Government and Fiscal Policy
Read this chapter to learn about how the government's fiscal actions influence aggregate demand. The chapter first introduces the components of the government's budget and then discusses discretionary fiscal policy and automatic stabilizers used to influence the economy. Some lags in the implementation of fiscal policy are identified and the concept of crowding out is introduced. Attempt the "Try It" exercises at the end of the section.
2. The Use of Fiscal Policy to Stabilize the Economy
- Discretionary fiscal policy may be either expansionary or contractionary.
- A change in government purchases shifts the aggregate demand curve at a given price level by an amount equal to the initial change in government purchases times the multiplier.

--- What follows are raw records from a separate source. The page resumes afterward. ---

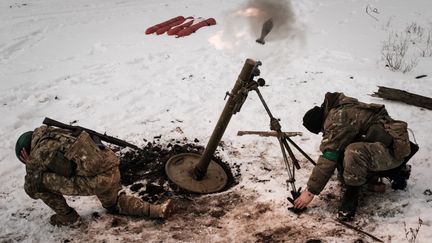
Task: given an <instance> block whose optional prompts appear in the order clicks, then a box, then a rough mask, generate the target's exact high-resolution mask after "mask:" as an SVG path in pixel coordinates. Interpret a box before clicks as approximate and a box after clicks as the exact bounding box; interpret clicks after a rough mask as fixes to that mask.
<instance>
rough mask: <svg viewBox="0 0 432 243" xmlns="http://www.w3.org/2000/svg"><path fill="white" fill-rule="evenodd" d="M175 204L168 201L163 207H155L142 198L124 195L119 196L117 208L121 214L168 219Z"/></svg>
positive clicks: (161, 205)
mask: <svg viewBox="0 0 432 243" xmlns="http://www.w3.org/2000/svg"><path fill="white" fill-rule="evenodd" d="M172 207H173V203H172V201H171V200H168V201H167V202H165V203H164V204H161V205H153V204H150V203H148V202H145V201H143V200H141V199H140V198H137V197H133V196H128V195H126V194H124V193H122V194H120V195H119V198H118V202H117V208H118V211H119V213H121V214H125V215H132V216H146V217H149V218H163V219H165V218H167V217H168V216H169V215H170V213H171V210H172Z"/></svg>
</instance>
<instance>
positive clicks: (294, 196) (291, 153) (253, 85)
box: [247, 72, 316, 213]
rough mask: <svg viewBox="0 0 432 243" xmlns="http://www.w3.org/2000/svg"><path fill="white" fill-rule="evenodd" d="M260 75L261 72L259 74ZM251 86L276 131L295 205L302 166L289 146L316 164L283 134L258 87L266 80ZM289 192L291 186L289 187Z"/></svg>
mask: <svg viewBox="0 0 432 243" xmlns="http://www.w3.org/2000/svg"><path fill="white" fill-rule="evenodd" d="M258 73H259V72H258ZM249 83H250V84H249V85H248V86H247V87H250V89H252V90H254V91H255V92H256V93H257V94H258V97H259V99H260V100H261V103H262V104H263V106H264V108H265V110H266V112H267V114H268V116H269V117H270V130H272V131H275V132H276V134H277V136H276V137H277V139H278V142H279V145H280V148H281V152H282V157H283V160H284V164H285V168H286V170H287V173H288V180H287V186H288V184H289V185H290V186H291V189H292V190H291V196H292V198H290V197H288V198H287V199H288V201H290V202H291V203H292V204H294V200H295V199H296V198H298V197H299V196H300V192H301V187H300V188H299V189H298V190H297V189H296V186H295V169H300V164H299V163H298V160H297V158H296V157H295V155H294V153H293V152H292V150H291V148H290V146H289V144H288V142H289V143H291V144H292V145H293V146H294V147H295V148H296V149H297V150H298V151H299V152H300V153H301V154H302V155H303V156H305V157H306V158H307V159H308V161H309V162H311V163H312V164H313V165H316V163H315V162H314V161H313V160H312V159H311V158H310V157H309V156H308V155H307V154H306V153H305V152H304V151H303V150H302V149H301V148H300V147H299V146H298V145H297V144H295V143H294V141H292V140H291V139H290V138H289V137H288V136H286V135H285V134H284V133H283V132H282V127H281V125H280V122H279V120H278V119H276V118H275V117H274V116H273V114H272V113H271V111H270V109H269V107H268V106H267V103H266V102H265V100H264V98H263V96H262V94H261V92H260V90H259V89H258V87H262V86H264V85H265V80H264V79H263V78H259V79H258V80H257V81H254V80H251V81H249ZM287 153H288V155H289V157H290V159H291V161H292V168H290V167H291V166H290V163H289V160H288V156H287ZM288 190H289V186H288ZM291 210H292V211H294V212H296V213H298V212H301V211H302V210H298V209H294V208H291Z"/></svg>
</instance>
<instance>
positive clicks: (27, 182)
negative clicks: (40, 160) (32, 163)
mask: <svg viewBox="0 0 432 243" xmlns="http://www.w3.org/2000/svg"><path fill="white" fill-rule="evenodd" d="M25 180H26V186H25V190H26V192H27V194H28V195H30V197H32V198H35V196H34V195H35V194H36V193H37V192H43V191H44V190H45V187H44V186H43V171H41V170H33V171H31V172H30V173H27V175H26V177H25Z"/></svg>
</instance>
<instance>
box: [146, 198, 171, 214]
mask: <svg viewBox="0 0 432 243" xmlns="http://www.w3.org/2000/svg"><path fill="white" fill-rule="evenodd" d="M173 209H174V203H173V201H172V200H171V199H168V200H166V201H165V202H164V203H162V204H158V205H150V213H149V217H150V218H161V219H166V218H168V217H169V216H170V215H171V213H172V211H173Z"/></svg>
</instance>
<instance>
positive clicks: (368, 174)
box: [294, 93, 418, 221]
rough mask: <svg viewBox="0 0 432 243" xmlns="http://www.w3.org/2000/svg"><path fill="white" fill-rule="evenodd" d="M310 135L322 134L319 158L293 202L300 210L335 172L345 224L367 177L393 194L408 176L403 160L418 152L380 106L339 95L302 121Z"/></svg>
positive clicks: (403, 124) (317, 191)
mask: <svg viewBox="0 0 432 243" xmlns="http://www.w3.org/2000/svg"><path fill="white" fill-rule="evenodd" d="M303 125H304V126H305V127H306V128H307V129H308V130H309V131H311V132H313V133H316V134H318V133H319V132H323V139H322V141H321V145H320V150H321V151H322V153H323V154H322V155H321V156H320V157H319V158H318V161H317V165H316V166H315V167H314V168H313V170H312V174H311V175H310V177H309V180H308V182H307V188H306V190H305V191H303V192H302V193H301V194H300V197H298V198H297V199H296V200H295V202H294V206H295V208H298V209H302V208H305V207H306V206H307V205H308V204H309V203H310V202H311V201H312V199H313V198H314V196H315V195H318V194H319V193H320V192H321V191H322V190H323V189H324V187H325V185H326V184H327V182H328V181H329V179H330V177H331V176H332V174H333V172H334V170H335V168H338V170H339V172H340V174H342V176H343V182H344V185H345V192H344V195H343V197H342V202H341V205H340V208H339V211H338V218H339V219H340V220H344V221H345V220H351V219H352V218H353V217H354V215H355V212H356V209H357V204H358V198H359V190H360V188H361V186H362V185H363V184H365V183H366V182H367V181H368V179H369V178H372V176H374V177H375V178H377V177H380V176H383V177H388V178H389V179H390V180H391V181H392V183H393V184H392V187H393V188H394V189H405V187H406V180H407V179H408V177H409V174H410V166H409V165H407V164H406V162H407V161H408V159H409V158H410V157H411V156H412V155H414V153H415V152H417V150H418V146H417V145H416V144H413V143H411V142H410V141H409V137H408V131H407V123H405V122H403V121H398V120H393V119H392V118H391V117H390V116H389V115H388V113H387V110H386V109H385V107H384V105H378V104H365V103H362V102H359V101H358V100H357V99H355V98H351V97H347V96H345V95H344V94H343V93H326V95H325V99H324V102H323V104H322V105H321V107H318V106H315V107H314V108H312V109H311V110H309V111H308V112H307V113H306V114H305V116H304V117H303Z"/></svg>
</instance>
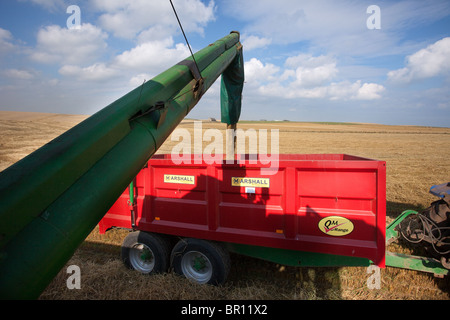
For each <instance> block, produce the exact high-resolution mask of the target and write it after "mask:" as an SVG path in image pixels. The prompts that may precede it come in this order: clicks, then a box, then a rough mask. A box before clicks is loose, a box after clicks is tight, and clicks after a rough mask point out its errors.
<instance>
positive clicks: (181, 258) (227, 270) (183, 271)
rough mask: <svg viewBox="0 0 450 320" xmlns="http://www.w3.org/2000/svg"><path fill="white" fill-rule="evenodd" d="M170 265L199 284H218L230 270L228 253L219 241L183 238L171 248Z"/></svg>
mask: <svg viewBox="0 0 450 320" xmlns="http://www.w3.org/2000/svg"><path fill="white" fill-rule="evenodd" d="M171 262H172V267H173V270H174V271H175V273H177V274H179V275H182V276H184V277H186V278H188V279H190V280H193V281H195V282H197V283H200V284H205V283H208V284H212V285H220V284H222V283H224V282H225V281H226V279H227V277H228V273H229V272H230V255H229V253H228V251H227V250H226V249H225V248H224V247H223V246H222V245H221V244H219V243H216V242H212V241H206V240H200V239H192V238H185V239H181V240H180V241H179V242H178V243H177V244H176V245H175V247H174V248H173V250H172V254H171Z"/></svg>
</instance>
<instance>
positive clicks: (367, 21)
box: [366, 5, 381, 30]
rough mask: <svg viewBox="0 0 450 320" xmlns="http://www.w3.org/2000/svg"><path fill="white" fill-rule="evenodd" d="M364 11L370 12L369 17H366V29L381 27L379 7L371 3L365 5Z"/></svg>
mask: <svg viewBox="0 0 450 320" xmlns="http://www.w3.org/2000/svg"><path fill="white" fill-rule="evenodd" d="M366 12H367V13H368V14H370V17H369V18H367V21H366V25H367V29H369V30H374V29H378V30H379V29H381V9H380V7H379V6H377V5H371V6H369V7H367V10H366Z"/></svg>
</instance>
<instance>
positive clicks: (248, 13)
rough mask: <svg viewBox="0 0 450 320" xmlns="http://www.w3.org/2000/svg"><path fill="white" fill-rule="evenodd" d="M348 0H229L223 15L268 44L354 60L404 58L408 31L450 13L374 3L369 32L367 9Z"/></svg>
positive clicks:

The change in real GDP, however, will be reduced by the fact that the price level will change.
- A change in income taxes or government transfer payments shifts the aggregate demand curve by a multiple of the initial change in consumption (which is less than the change in personal disposable income) that the change in income taxes or transfer payments causes. Then, the change in real GDP will be reduced by the fact that the price level will change.
- A change in government purchases has a larger impact on the aggregate demand curve than does an equal change in income taxes or transfers.
- Changes in business tax rates, including an investment tax credit, can be used to influence the level of investment and thus the level of aggregate demand.